Literature DB >> 19245359

Interlaboratory and interplatform comparison of microarray gene expression analysis of HepG2 cells exposed to benzo(a)pyrene.

Sarah L Hockley1, Karen Mathijs, Yvonne C M Staal, Daniel Brewer, Ian Giddings, Joost H M van Delft, David H Phillips.   

Abstract

Microarray technology is being used increasingly to study gene expression of biological systems on a large scale. Both interlaboratory and interplatform differences are known to contribute to variability in microarray data. In this study we have investigated data from different platforms and laboratories on the transcriptomic profile of HepG2 cells exposed to benzo(a)pyrene (BaP).

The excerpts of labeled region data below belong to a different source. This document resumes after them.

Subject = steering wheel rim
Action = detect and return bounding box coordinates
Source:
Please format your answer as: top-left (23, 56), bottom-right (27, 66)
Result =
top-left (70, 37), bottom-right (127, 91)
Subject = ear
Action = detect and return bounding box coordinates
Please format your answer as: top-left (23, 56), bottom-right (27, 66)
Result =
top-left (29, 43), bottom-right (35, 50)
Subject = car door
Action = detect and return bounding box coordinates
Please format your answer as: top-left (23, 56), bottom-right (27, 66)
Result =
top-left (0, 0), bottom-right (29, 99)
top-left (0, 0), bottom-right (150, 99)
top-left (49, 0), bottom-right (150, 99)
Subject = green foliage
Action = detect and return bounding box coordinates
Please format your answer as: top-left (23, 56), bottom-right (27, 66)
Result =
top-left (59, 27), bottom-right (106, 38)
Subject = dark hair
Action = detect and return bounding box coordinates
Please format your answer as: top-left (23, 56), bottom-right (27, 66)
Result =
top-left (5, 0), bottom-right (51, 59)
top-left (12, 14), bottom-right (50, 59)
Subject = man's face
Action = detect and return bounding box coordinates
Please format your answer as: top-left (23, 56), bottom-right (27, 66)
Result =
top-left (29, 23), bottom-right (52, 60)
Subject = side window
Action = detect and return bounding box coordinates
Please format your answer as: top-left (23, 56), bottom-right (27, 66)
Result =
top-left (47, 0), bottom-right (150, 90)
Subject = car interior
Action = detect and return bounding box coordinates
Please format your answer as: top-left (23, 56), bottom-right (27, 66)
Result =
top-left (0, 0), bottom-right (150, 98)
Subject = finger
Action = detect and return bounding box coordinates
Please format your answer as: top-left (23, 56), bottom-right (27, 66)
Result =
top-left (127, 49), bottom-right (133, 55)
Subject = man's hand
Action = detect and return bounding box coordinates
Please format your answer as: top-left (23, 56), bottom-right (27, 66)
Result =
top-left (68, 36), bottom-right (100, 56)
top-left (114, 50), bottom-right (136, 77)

RNA samples generated in two different laboratories were analyzed using both Agilent oligonucleotide microarrays and Cancer Research UK (CR-UK) cDNA microarrays. Comparability of the expression profiles was assessed at various levels including correlation and overlap between the data, clustering of the data and affected biological processes. Overlap and correlation occurred, but it was not possible to deduce whether choice of platform or interlaboratory differences contributed more to the data variation. Principal component analysis (PCA) and hierarchical clustering of the expression profiles indicated that the data were most clearly defined by duration of exposure to BaP, suggesting that laboratory and platform variability does not mask the biological effects. Real-time quantitative PCR was used to validate the two array platforms and indicated that false negatives, rather than false positives, are obtained with both systems. All together these results suggest that data from similar biological experiments analyzed on different microarray platforms can be combined to give a more complete transcriptomic profile. Each platform gives a slight variation in the BaP-gene expression response and, although it cannot be stated which is more correct, combining the two data sets is more informative than considering them individually.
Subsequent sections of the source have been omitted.